Старшой вдруг жестом показывает: взвести автоматы, расстегнуть подсумки с гранатами. Вижу, ему что-то шепчет наш солдат, который был рядом с ним, на что тот резко схватился левой рукой за подсумок и зло, одними губами, проговорил:
– Там поздно будет смотреть да расстегивать.- И в голос тихо добавил: – Сумеешь сразу, быстро – дело твое.
– Ну-у-у…- Мы замерли и уставились на него.

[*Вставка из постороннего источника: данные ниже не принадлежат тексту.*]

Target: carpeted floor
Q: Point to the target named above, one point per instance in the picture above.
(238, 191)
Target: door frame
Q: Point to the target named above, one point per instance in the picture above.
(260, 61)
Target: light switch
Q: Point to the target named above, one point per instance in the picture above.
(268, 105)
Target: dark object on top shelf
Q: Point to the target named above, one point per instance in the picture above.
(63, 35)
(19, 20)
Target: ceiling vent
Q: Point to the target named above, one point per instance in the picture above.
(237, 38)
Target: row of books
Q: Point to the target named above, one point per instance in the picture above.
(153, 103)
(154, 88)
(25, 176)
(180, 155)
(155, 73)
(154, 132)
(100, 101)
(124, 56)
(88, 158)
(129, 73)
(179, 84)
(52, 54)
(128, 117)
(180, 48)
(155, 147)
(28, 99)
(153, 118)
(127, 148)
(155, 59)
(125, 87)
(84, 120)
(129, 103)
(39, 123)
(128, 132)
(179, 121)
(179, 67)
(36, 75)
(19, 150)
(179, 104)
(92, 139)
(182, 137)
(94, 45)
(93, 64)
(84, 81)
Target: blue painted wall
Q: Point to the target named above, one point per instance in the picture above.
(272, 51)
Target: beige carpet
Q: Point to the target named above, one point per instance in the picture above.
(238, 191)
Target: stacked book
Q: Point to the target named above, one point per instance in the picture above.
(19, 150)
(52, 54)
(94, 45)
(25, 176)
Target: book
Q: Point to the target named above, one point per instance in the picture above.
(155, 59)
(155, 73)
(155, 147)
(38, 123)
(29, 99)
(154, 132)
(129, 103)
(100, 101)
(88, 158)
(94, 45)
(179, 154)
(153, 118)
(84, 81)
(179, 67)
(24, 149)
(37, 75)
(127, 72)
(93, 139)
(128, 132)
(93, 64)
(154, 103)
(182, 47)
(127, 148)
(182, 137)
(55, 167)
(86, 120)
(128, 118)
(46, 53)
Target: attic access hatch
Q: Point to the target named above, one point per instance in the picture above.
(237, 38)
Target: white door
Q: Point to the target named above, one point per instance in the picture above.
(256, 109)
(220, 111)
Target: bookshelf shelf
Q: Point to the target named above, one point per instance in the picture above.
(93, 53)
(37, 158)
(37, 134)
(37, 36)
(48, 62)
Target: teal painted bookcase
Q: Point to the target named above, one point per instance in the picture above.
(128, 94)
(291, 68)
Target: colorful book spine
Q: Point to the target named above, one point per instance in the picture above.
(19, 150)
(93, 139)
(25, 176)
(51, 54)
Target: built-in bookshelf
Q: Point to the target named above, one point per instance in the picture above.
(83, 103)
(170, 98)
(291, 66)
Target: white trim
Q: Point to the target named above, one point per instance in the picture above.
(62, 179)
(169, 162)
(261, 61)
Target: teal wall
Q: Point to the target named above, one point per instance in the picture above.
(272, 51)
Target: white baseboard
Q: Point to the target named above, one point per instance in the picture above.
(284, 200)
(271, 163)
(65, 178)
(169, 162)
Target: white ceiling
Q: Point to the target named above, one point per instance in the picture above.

Зачерпнув горсть снега, старшой, делово протерев лицо, зло прошипел, словно мы ни в какую не хотели идти:
– Пошли!
Мы бросились на насыпь. Короткий приглушенный стукоток по шпалам… С той стороны склон был круче и выше. Внизу два вконец перепуганных лица, развернувшись обалдело, застыли в растерянности и, казалось, летели на нас. Тот, что был ближе к нам на нашем пути, нелепо поднял руки над головой, тихонько прерывисто вопя: "А-а-а-аз-з". Совершенно багровый старшой, сопя, низвергался на него и должен был смести, раздавить его своей массой, но, извернувшись, с ходу схватил лежащий на снегу черный автомат, резко мотнул им у самого носа немолодого краснолицего немца. Тот, чуть не завалившись, отпрянул в сторону, еще выше воздев руки, округленными, как у совы, глазами, казалось, говорил: "Да, я и сам не знаю, откуда он здесь взялся!" Однако, молниеносно сообразив, что все может и окончиться этой вот угрозой, с доброжелательной готовностью задергал головой, дескать: "Понял, повторять не надо!" Другой еще сидел с опущенными штанами и, диковато исказясь в подобии улыбки, под стать своему приятелю по утреннему туалету, как дятел, долбил башкой, разведенными в стороны руками показывая, что у него вообще ничего нет, кроме скомканного клочка бумаги.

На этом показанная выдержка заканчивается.